Review: DCGAN — Deep Convolutional Generative Adversarial Network (GAN)

Unsupervised Representation Learning with Deep Convolutional Generative Adversarial Networks


  1. A Set of Constraints for Stable Training
  2. Network Architecture
  3. Experimental Results

1. A Set of Constraints for Stable Training

1.1. All convolutional net replaces deterministic spatial pooling functions (such as max pooling) with strided convolutions.

  • The generator learns its own spatial downsampling itself using convolution.
  • Similarly, the discriminator learns its own spatial upsampling.

1.2. Eliminating Fully Connected Layers

  • The first layer of the generator, which takes a uniform noise distribution Z as input, could be called fully connected as it is just a matrix multiplication, but the result is reshaped into a 4-dimensional tensor and used as the start of the convolution stack.
  • For the discriminator, the last convolution layer is flattened and then fed into a single sigmoid output.
  • But there are no fully connected layers for all hidden layers.

1.3. Batch Normalization (BN)

  • BN stabilizes learning by normalizing the input to each unit to have zero mean and unit variance.
  • However, directly applying BN to all layers resulted in sample oscillation and model instability.
  • This was avoided by not applying BN to the generator output layer and the discriminator input layer.

1.4. Activation Functions

  • The ReLU activation is used in the generator with the exception of the output layer which uses the Tanh function.
  • Within the discriminator, it is found that the leaky rectified activation (LeakyReLU) works well.

2. Network Architecture

  • The generator is as shown above. Only convolution, no fully connected layers according to the constraints.
Discriminator (Image from
  • The discriminator is just like a inverse of generator.

3. Experimental Results

  • Three datasets are trained: LSUN, ImageNet, and a newly assembled faces dataset.

3.1. LSUN

Generated bedrooms after one epoch
Generated bedrooms after five epochs of training.
  • A model is trained on the LSUN bedrooms dataset containing a little over 3 million training examples.
  • The model is not producing high quality samples via simply overfitting/memorizing training examples.
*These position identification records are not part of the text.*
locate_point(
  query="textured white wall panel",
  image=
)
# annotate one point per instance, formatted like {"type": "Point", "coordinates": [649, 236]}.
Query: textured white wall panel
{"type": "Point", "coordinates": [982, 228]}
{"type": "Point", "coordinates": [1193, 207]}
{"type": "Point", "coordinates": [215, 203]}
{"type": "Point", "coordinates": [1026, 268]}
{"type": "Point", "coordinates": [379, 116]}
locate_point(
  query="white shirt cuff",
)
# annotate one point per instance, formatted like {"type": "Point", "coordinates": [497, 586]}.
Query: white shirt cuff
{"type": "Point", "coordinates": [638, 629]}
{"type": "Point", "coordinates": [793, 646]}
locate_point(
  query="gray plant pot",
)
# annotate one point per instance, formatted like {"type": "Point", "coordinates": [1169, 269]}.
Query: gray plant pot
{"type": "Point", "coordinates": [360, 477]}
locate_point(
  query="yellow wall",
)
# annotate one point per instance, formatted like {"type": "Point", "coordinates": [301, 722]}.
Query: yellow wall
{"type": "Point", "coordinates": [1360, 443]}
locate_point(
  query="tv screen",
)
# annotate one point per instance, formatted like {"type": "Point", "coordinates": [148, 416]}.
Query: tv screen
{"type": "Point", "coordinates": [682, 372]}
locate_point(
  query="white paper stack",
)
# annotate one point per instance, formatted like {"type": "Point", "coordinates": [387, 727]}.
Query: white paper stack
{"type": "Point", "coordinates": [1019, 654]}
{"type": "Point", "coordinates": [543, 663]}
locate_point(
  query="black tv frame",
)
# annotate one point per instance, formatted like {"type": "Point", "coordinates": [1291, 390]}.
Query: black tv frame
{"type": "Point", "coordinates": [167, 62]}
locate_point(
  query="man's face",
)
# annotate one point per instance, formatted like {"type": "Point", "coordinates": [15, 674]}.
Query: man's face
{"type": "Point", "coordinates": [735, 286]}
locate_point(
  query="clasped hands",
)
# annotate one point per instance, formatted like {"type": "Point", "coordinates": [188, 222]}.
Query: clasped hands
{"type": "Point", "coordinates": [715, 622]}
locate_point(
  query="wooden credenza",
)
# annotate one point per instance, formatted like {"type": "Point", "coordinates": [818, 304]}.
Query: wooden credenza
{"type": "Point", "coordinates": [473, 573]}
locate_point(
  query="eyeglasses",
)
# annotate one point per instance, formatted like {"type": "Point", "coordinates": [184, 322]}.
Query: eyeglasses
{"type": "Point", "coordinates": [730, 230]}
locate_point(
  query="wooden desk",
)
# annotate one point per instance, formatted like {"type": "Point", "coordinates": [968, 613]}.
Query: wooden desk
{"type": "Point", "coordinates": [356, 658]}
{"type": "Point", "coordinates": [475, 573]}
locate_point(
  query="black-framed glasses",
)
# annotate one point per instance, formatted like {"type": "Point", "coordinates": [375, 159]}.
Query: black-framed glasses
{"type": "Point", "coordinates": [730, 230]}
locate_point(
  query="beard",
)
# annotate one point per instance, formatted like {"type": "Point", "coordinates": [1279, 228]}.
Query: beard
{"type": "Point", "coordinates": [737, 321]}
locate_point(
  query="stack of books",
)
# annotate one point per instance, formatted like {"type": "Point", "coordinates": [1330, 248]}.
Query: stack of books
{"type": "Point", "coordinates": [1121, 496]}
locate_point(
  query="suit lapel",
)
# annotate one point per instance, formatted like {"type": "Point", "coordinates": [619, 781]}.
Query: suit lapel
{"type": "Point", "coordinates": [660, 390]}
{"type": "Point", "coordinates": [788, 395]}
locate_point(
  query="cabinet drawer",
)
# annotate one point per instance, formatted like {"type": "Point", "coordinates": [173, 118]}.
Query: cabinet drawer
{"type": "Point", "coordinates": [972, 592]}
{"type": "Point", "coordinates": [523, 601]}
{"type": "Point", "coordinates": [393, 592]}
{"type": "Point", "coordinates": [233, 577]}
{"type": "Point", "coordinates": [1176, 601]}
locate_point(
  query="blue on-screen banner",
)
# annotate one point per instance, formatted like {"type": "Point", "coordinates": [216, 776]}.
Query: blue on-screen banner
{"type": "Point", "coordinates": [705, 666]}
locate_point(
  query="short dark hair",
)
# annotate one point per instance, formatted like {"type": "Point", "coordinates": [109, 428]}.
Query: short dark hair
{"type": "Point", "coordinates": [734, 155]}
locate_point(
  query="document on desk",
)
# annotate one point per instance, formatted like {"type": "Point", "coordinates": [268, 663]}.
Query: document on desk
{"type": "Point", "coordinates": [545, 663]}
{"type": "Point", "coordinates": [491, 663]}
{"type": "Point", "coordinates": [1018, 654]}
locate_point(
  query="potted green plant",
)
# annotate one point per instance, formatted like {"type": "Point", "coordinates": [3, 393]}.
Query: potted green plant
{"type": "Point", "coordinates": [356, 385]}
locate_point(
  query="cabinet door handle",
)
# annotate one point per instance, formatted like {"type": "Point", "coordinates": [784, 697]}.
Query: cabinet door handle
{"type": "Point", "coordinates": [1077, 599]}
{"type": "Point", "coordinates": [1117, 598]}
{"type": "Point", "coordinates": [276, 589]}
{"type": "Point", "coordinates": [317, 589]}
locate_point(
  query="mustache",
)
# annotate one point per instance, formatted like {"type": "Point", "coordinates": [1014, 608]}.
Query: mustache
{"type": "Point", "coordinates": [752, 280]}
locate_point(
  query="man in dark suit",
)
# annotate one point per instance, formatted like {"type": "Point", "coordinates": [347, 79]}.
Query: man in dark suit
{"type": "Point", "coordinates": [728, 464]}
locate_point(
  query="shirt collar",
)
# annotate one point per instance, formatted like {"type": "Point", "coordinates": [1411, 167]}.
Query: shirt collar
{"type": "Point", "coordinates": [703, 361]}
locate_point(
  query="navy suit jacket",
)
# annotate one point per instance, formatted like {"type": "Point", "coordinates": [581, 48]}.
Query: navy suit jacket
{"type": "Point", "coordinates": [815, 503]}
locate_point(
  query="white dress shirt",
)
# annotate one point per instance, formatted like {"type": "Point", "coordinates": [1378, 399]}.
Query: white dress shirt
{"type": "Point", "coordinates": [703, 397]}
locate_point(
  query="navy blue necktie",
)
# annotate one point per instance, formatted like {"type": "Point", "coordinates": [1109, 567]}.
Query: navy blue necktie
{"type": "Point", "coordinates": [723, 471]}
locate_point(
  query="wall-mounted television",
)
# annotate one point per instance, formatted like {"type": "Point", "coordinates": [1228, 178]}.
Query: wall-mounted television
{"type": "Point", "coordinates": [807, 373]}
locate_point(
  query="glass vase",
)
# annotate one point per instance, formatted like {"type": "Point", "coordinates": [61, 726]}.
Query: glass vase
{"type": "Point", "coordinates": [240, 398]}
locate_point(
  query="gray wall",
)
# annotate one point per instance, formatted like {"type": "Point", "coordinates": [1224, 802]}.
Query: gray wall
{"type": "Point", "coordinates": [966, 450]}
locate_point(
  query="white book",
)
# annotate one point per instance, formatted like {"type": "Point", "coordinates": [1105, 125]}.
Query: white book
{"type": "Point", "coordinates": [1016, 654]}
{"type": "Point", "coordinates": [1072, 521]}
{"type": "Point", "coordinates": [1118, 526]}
3.2. DCGAN Trained on ImageNet, Tested on CIFAR10 & SVHN

Accuracy (%) on CIFAR10
  • DCGAN is trained on ImageNet-1k and then use the discriminator’s convolutional features from all layers, maxpooling each layers representation to produce a 4×4 spatial grid. These features are then flattened and concatenated to form a 28672 dimensional vector and a regularized linear L2-SVM classifier is trained on top of them.
  • This achieves 82.8% accuracy, outperforms all K-means based approaches.
Error Rate (%) on SVHN
  • A purely supervised CNN is trained but only 28.87% error rate is obtained.
  • But using DCGAN, the same CNN, 22.8% error rate is obtained.

3.3. Walking in the Latent Space

Interpolation between a series of 9 random points in Z show that the space learned has smooth transitions
  • The vector Z actually is a n dimensional vector in a n dimensional space.
  • If interpolation is performed between 2 z vectors, a gradual change can be seen as shown above.
  • Walking in this latent space results in semantic changes to the image generations (such as objects being added and removed), we can reason that the model has learned relevant and interesting representations.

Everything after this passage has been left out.